Rosane Rommel Cardoso
Chego a Sevilha de trem, vinda de Madrid. Deixo minha mala no hotel e saio. Apesar da diferença de idade, eu e esta senhora andaluza nos damos muito bem desde a primeira vez que aqui estive. Faz dois anos. Sevilha ainda gira sob as suas saias coloridas e movimenta seu corpo na sensualidade do flamenco. A cidade cheira a laranjeiras.
Caminho pelas ruas, sento-me em cafés, provo da culinária local e folheio livros ao acaso numa feira. Olho a contracapa de A Vendedora de Sevilha e vejo a foto da autora, mas não há biografia e nenhum indicativo da história, o que me faz deixá-lo de lado. Sempre, em viagens, penso em comprar livros e depois desisto pelas questões práticas. Não me anima passar um dia inteiro carregando um peso embaixo do braço e depois na bagagem, sem falar no valor em euros. Apesar disso, eu faço a afirmação nada verdadeira: “no fim do dia, eu passo e pego”. Em todas as vezes anteriores, eu cheguei em casa arrependida e de mãos vazias. Desta vez acontece um pouco diferente.
No último dia, com o cansaço já queimando as solas dos pés, estou pronta para retornar ao hotel e descansar para a viagem a Barcelona. Como meu costume, que já foi causa de muitos transtornos, não volto pelas mesmas ruas que fui e vou entrando e saindo por ruelas desconhecidas. Encontro-me em frente a uma dessas casas seculares com um grande portão. Casas antigas são sempre um achado para uma aprendiz de escritora com um pé no passado. Fico imaginando as histórias como fotografias expostas nas paredes.
Perdida em divagações, não noto uma senhora muito velha sentar-se em frente ao portão. Ela diz:
— Aproxima-te!
Com suavidade, ela toca e olha o meu rosto. Fico um pouco constrangida pela minha indiscrição de ter olhado portão adentro.
— Desculpe-me se fui inoportuna, mas estava admirando a arquitetura. Tenho um gosto por casas antigas.
— Eu sei — ela diz —, o exterior pouco ou nada nos diz do interior, assim como as pessoas. Podes entrar e olhar à vontade, a casa é sua!
Frente à minha hesitação pela oferta inusitada, ela me fala que não pode me acompanhar, pois está a vender. Como não vejo mercadoria alguma, pergunto:
— O que a senhora vende?
— Passados.
— Como se vendem passados?
— Veja com seus olhos.
— É um museu… Preciso de ingresso?
Ela nega com a cabeça e faz um gesto para que eu entre. Com a curiosidade mais aguçada que a prudência, entro no pátio e vou invadindo a casa, tomada de admiração e susto. Ouço um arfar e dou-me conta que vem de mim. Ao ultrapassar uma porta, alguém vem em minha direção, e sinto uma dor penetrante no ventre. E vejo-me sozinha, sentada em uma poltrona e não lembro do que aconteceu entre a dor e este momento. Volto rapidamente para a saída. A velha agora porta óculos escuros.
— O que aconteceu aqui?
Ela responde:
Hay gente con una mancha blanca
en la pupila.
Muchos sienten,
como un grano de arena en el ojo.
Pocos miran,
como una puerta
a ser abierta.
Despeço-me apressada e saio, não sem antes olhar para trás, onde não havia mais ninguém. Um pouco assustada, fujo aos meus costumes e retorno pelo mesmo caminho da ida, passando pela feira do início da tarde, já em desmonte. Pergunto à vendedora da banca:
— Por favor, eu gostaria de levar o livro A Vendedora de Sevilha.

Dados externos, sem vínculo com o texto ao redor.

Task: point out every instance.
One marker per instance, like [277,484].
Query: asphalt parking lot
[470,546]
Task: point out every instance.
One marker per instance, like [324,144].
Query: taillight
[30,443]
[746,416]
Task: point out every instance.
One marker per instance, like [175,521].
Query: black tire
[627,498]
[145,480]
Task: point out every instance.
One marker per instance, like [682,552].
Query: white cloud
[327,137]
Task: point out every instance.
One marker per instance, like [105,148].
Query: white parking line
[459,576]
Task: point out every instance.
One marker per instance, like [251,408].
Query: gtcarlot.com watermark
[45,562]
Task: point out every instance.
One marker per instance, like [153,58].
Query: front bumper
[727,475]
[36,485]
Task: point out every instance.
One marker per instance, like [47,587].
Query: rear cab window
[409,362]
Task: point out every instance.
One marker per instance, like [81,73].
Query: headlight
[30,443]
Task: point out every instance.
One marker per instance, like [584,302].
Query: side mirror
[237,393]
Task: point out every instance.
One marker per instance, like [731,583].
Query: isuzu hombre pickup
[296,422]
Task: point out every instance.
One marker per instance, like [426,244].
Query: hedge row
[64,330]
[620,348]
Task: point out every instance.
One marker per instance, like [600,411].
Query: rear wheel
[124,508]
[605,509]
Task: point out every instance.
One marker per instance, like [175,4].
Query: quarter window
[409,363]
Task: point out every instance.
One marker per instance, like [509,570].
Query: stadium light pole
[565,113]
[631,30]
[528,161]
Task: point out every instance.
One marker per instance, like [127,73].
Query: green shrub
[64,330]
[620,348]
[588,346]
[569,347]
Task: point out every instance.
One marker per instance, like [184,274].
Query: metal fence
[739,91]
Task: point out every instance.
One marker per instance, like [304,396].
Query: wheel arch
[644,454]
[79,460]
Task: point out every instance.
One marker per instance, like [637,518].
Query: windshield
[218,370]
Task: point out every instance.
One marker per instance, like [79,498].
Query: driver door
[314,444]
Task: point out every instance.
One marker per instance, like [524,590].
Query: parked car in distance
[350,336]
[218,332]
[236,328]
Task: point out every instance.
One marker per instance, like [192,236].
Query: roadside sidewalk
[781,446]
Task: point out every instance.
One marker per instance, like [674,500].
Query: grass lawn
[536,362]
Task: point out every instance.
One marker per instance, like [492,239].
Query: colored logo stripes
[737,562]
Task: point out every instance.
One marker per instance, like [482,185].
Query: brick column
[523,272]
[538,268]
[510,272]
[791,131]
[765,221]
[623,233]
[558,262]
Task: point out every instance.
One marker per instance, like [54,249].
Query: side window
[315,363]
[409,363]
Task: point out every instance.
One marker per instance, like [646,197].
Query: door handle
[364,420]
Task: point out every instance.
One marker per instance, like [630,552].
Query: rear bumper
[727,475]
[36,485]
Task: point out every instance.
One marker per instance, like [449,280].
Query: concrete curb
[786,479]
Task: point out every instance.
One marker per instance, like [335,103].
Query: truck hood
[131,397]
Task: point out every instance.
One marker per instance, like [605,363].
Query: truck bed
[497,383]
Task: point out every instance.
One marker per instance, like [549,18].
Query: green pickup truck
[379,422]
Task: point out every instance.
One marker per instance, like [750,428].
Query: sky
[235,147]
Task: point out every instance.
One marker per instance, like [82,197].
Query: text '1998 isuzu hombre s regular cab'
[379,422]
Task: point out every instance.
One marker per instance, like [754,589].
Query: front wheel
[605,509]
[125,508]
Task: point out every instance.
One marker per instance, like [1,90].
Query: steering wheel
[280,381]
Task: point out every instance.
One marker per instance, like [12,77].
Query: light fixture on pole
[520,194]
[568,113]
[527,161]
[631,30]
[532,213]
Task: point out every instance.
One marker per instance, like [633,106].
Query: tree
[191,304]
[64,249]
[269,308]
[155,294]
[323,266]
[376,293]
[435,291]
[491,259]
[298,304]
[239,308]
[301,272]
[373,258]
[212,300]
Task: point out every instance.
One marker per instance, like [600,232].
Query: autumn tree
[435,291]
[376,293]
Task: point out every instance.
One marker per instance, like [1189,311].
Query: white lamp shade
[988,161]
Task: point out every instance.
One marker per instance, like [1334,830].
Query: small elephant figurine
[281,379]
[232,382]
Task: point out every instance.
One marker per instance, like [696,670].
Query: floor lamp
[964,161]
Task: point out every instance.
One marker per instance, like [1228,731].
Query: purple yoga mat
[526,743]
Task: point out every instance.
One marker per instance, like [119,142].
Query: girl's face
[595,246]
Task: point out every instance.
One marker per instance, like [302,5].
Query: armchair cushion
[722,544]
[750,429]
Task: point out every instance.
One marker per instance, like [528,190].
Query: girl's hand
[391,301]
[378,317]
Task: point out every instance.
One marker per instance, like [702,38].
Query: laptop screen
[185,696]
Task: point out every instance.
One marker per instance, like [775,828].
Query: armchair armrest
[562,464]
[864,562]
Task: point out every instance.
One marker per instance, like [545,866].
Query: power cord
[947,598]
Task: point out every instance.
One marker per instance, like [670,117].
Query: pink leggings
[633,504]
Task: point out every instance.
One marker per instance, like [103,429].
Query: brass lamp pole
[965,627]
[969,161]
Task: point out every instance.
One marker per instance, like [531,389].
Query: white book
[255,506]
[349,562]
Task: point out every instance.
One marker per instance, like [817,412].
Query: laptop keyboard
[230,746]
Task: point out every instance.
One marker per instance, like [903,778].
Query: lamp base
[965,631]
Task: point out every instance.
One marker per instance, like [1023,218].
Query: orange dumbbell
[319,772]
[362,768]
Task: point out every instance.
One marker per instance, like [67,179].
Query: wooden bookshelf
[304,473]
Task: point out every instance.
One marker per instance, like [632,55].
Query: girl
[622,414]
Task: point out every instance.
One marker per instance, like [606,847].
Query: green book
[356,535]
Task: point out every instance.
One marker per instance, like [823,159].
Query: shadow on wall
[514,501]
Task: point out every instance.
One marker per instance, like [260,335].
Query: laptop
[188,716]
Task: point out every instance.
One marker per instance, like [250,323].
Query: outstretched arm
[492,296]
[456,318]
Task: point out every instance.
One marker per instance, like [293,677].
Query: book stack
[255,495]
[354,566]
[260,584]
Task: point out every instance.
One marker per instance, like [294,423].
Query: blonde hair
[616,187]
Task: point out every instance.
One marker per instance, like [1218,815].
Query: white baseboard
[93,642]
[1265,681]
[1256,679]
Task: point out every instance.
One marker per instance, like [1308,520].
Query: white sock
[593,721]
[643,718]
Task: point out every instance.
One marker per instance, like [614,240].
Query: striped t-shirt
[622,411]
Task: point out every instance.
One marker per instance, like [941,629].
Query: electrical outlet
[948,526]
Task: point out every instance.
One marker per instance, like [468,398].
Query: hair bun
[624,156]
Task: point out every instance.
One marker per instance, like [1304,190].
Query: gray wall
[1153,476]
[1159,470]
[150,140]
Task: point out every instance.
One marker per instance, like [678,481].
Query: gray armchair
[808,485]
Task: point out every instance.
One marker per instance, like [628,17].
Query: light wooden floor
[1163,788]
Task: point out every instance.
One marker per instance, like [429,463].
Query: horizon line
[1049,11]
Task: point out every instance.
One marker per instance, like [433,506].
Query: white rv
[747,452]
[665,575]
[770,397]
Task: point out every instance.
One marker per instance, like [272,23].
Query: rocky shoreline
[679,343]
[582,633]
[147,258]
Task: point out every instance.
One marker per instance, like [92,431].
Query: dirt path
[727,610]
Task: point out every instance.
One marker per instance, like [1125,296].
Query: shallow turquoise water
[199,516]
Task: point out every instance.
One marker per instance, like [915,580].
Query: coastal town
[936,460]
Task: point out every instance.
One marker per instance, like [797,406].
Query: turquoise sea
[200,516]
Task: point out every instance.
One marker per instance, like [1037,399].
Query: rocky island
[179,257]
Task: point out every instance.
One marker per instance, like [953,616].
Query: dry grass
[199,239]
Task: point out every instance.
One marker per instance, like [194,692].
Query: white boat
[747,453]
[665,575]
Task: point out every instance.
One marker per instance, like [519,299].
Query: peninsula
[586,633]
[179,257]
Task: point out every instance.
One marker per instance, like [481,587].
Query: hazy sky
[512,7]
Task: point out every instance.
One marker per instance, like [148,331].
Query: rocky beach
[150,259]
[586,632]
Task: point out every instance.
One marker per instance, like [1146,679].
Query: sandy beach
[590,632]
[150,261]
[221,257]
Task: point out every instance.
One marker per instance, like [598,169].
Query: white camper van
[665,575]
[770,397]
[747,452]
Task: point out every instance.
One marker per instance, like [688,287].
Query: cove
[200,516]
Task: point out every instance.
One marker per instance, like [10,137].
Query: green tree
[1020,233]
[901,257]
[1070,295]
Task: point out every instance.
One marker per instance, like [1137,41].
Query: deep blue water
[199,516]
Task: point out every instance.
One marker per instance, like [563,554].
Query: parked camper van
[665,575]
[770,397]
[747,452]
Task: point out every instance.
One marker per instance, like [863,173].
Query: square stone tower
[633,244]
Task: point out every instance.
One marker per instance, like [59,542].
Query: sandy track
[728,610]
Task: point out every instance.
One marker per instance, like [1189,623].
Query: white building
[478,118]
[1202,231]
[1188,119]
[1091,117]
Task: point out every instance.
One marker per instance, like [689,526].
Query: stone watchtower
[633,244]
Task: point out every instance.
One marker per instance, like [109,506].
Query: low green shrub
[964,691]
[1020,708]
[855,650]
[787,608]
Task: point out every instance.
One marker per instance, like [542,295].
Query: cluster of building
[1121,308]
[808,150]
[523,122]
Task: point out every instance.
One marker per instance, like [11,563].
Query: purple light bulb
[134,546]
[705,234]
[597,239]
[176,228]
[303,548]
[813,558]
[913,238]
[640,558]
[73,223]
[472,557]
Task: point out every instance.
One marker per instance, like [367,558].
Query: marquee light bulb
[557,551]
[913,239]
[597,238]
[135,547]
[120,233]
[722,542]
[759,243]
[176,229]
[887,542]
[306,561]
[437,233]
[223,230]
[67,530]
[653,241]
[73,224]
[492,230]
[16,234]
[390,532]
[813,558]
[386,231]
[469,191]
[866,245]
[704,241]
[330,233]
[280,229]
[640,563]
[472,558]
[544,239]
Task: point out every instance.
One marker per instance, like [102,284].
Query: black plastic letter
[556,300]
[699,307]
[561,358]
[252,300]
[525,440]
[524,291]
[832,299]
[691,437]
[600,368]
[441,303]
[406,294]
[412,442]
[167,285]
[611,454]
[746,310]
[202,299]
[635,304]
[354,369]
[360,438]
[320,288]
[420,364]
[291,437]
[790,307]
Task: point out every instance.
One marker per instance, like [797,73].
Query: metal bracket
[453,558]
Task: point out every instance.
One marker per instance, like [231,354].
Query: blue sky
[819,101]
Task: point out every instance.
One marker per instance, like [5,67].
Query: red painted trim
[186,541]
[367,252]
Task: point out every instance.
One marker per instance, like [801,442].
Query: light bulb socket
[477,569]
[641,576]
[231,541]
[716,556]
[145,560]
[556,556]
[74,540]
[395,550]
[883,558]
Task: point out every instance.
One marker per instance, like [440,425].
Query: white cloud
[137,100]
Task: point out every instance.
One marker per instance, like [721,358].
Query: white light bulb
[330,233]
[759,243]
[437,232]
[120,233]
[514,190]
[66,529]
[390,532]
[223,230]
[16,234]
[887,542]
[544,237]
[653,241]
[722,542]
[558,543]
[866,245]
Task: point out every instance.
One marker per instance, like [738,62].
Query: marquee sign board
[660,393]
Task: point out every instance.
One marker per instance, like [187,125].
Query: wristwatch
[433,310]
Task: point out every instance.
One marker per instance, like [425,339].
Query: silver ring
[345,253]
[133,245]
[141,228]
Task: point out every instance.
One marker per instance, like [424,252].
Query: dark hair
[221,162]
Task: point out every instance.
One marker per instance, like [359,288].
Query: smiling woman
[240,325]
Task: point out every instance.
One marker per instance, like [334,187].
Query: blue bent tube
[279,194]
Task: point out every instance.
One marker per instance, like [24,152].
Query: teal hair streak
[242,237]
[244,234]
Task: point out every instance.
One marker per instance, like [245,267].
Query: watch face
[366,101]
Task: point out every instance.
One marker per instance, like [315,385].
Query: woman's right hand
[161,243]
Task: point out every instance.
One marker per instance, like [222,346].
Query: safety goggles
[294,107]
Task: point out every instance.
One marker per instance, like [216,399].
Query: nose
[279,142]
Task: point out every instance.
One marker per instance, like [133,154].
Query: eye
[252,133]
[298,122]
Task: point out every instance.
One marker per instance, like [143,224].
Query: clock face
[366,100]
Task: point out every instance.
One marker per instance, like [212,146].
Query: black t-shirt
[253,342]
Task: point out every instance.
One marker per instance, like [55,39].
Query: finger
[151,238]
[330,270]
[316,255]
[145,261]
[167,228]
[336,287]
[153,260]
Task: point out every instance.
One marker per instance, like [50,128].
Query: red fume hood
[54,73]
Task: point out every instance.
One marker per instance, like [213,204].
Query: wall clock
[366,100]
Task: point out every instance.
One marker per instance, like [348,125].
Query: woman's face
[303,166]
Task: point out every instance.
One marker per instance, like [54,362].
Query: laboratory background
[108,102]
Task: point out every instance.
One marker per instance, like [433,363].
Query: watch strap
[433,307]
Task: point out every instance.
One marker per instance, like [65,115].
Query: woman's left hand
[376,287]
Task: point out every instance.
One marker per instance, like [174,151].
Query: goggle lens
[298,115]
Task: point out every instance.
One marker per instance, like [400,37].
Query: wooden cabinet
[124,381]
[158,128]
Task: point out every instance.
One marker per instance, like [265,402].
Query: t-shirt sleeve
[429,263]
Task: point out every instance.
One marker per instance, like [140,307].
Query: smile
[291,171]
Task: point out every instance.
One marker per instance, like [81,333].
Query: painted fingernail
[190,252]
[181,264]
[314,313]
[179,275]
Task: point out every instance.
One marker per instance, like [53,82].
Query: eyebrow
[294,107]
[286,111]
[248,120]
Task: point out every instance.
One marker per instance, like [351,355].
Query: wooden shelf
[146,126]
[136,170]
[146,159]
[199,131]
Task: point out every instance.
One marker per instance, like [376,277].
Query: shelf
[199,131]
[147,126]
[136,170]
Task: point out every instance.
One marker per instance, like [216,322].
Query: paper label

Lembrei de onde tinha visto o rosto da velha.
— Não temos nenhum título com este nome. Não conheço. Qual o autor ou editora?
Faço um esforço em vão para lembrar.
— Eu estive aqui mais cedo e cheguei a pegá-lo.
— Sinto muito! Quem sabe foi noutra banca — ela diz, vendo a minha perturbação.
— Não entendo! — falo ainda tomada de perplexidade.
Sem respostas, não consigo sair de mãos vazias e pergunto por autoras que me veem à cabeça.
— E de poesia vocês têm algum? Ana Peréz Cañamares, Raquel Lanseros ou Pilar Adón?
Quando a atendente vai me entregar o livro de Pilar, aponta minha camiseta branca. Há uma mancha vermelha na região do ventre.